Voice of San Diego’s Liam Dillon got an early draft of an interesting forthcoming study on transparency at police departments across the country.
San Diego State University professor Joshua Chanin has tried to find a way to measure transparency in police departments across the country. The results aren’t pretty, including locally.
“Police departments are not transparent,” Chanin said. “San Diego is in good company in that respect.”
Chanin examined the websites of more than 300 city and county police departments to see whether they provided information about contacting the department, filing complaints, using force and any other insight into how the departments operate. He said websites aren’t the only measure of transparency, but they’re the primary way departments communicate with the public. . . .
Lots of departments don’t measure up well. But some are leaps ahead of others. The highest ranking department is Brookline, Mass., a small, tony Boston suburb. Big cities are near the top, too. Austin and Los Angeles’ police departments rank second and third.

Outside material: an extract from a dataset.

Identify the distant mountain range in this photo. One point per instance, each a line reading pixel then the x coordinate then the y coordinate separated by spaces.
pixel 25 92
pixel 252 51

Chanin also found that police agencies overseen by civilian review boards tend to be more transparent:
Chanin did this research in part to see how different kinds of outside oversight might affect police departmental transparency. So far, he’s found that departments with civilian review boards affiliated with a national nonprofit are more likely to have greater transparency scores. These boards examine various factors of police operations, especially how departments handle complaints. The civilian oversight agencies that belong to the nonprofit National Association for Civilian Oversight of Law Enforcement exist because of government mandates.
Transparency is a worthy goal for its own sake. But as both Dillon and Chanin point out, it’s only one component of good governance and good policing. But it’s the component that enables us to assess and measure all the others.